Many of the superb organizations named are familiar to readers of j. They include the Mission District’s Shabbat community, The Kitchen; Wilderness Torah, which promotes Earth-based Judaism; Jewish environmental advocate Hazon; Urban Adamah, Berkeley’s urban farm; Jewish animation project G-dcast; domestic violence organization Shalom Bayit; The Jewish Partisan Educational Foundation; Moishe House; A Wider Bridge, which fosters links between LBGT communities in the United States and Israel; and Kevah, the Berkeley-based organizer of Torah study groups.
In a section devoted to organizations that aid the disabled, Friendship Circle International, a Chabad-led program that pairs Jewish teens with young special needs kids, and INCLUDE North Peninsula, a collaboration between Jewish LearningWorks and the S.F.-based Jewish Community Federation to spur inclusion in Jewish institutions, were singled out for recognition.
Others names on the Slingshot list may be less familiar, among them the Jewish New Teacher Project out of Santa Cruz, and Amir, a food justice organization based in San Francisco. You can read more about these local organizations in our story on page 9.
The annual Slingshot guide matters.
Launched in 2004 by a group of young Jewish philanthropists interested in empowering next-generation givers like themselves, Slingshot has become a major funding source for innovative organizations like those mentioned above. The Slingshot Guide, published annually since 2005, shines a bright light on next-generation organizations that will shape the conversation in the Jewish community in the years ahead.

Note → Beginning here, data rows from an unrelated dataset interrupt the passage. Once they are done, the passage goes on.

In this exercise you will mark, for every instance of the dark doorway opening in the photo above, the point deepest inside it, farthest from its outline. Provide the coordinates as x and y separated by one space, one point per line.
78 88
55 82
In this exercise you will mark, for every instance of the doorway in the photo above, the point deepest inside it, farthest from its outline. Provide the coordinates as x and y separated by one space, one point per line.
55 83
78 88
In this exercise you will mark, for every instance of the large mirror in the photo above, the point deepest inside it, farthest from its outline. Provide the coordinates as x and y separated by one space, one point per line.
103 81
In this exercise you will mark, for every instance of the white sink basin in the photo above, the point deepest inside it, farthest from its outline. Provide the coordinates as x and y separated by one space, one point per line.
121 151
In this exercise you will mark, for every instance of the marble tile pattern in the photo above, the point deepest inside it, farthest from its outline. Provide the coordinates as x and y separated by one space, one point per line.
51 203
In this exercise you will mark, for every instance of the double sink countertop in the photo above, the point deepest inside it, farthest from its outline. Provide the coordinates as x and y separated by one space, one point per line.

We congratulate all these local groups on making Slingshot’s list this year. Many organizations are able to leverage this honor to boost their fundraising efforts, as described in our story on page 10.
But beyond the potential financial benefit, being listed in Slingshot gives new Jewish organizations a kind of seal of approval, setting them up as examples for other would-be activists and entrepreneurs to learn from and even emulate. All in all, the project represents the best of new Jewish energy: next-gen philanthropists honoring their nonprofit peers for best practices in Jewish innovation aimed at building and strengthening Jewish life in this country and around the world.